Chciałem jak najszybciej dostać się do bramy, ale po drodze spotykaliśmy wiele demonów w tym chyba ze dwa orki. Jeen właśnie zranił mnie w policzek i wziął krople krwi o flakona.
- Nie! - krzyknałem i chciałem walnąć Orka White Tamerem, ale Ork zniknął w mgnieniu oka. Pozostał po nim biały pył.
- I co teraz??? - zapytała mnie Majka.
- Super... Mają moją krew...
- Nic się nie stało...
- Nic?? Nic się nie stało? Mei, przeze mnie Pałac zostanie zniszczony, a Imperium przedostanie się do prawdziwego świata... Trzeba szybko zawiadomić króla. - Pobiegłem po lazurowych schodach upadając przed królem.
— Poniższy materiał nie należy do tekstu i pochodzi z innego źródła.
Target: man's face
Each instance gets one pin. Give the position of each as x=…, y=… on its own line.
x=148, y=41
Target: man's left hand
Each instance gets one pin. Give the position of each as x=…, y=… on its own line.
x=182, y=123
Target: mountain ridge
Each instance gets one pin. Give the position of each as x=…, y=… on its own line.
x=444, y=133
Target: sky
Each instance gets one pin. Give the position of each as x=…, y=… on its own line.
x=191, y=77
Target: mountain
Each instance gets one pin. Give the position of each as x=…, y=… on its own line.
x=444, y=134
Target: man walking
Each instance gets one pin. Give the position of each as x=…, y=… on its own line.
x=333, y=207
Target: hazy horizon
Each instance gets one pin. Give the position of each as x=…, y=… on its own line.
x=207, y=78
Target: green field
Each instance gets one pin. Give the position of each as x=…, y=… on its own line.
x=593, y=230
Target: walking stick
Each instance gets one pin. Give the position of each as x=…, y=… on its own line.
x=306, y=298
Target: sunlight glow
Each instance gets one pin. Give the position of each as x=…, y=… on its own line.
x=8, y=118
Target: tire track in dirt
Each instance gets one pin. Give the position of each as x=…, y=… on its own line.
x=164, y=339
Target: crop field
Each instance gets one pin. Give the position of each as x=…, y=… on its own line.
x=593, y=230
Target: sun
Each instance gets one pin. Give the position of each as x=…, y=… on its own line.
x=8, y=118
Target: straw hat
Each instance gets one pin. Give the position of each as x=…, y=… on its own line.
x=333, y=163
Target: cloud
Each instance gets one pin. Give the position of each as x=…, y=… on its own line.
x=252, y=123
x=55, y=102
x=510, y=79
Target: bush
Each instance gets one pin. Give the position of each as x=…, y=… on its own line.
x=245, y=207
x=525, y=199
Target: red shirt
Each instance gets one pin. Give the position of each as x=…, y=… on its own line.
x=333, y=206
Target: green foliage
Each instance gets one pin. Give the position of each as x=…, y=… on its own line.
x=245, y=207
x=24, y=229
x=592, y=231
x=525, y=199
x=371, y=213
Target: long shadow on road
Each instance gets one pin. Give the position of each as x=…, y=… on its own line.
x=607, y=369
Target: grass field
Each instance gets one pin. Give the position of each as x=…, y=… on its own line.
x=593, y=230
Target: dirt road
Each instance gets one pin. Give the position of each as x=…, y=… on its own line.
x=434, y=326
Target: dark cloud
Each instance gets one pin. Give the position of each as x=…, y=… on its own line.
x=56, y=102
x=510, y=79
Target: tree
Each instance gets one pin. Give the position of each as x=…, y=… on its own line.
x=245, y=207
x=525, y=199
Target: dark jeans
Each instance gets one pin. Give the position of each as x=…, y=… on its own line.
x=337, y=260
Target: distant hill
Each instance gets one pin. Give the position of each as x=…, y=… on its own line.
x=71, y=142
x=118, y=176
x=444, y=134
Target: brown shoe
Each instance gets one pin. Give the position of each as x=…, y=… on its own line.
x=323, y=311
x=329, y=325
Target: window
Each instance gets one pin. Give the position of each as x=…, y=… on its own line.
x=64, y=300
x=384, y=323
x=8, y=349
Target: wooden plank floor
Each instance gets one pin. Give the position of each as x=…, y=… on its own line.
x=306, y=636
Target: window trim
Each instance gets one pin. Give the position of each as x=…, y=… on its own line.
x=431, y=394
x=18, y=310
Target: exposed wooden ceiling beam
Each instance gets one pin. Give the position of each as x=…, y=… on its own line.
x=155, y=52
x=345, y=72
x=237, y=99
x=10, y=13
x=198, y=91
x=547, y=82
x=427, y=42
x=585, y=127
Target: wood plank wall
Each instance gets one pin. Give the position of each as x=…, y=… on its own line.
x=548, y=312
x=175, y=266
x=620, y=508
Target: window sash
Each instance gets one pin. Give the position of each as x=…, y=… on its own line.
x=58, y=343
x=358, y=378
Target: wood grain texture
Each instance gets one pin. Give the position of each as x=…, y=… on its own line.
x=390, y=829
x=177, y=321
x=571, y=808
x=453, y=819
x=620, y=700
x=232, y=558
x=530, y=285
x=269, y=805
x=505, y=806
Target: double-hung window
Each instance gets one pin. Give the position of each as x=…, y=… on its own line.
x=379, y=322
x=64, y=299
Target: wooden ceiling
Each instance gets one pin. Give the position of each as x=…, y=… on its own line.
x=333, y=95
- Królu... Do miasta zbliża Imperium Nieskończoności. Trzeba przygotować wojska...
- Rozumiem... Victoria, idź po broń.
- Dobrze - Victoria poraz pierwszy wypowiedziała jakieś słowo, pobiegła za posąg, po chwili on się przesunął i zniknęła. Czary to napewno nie są... Ukryte przejście, jak nic.
Wyjąłem White Tamera. Pobiegłem do Shane'a i Ake.
- Chłopaki, szukajcie naszych! - krzyknąłem i pobiegłem w stronę fontanny, gdzie często znajdował się Aschgan.
- Aschgan, szybko! - Chłopak spojrzał na mnie dziwnie i wyjął swoją broń. Wspiąłem się po żywopłocie. Zbliżały się pierwsze oddziały demonów i orków. Włożyłem rękawice Mei i ustawiłem ją w środek armii. Walnęły z niej potężne ognie, aż odskoczyłem.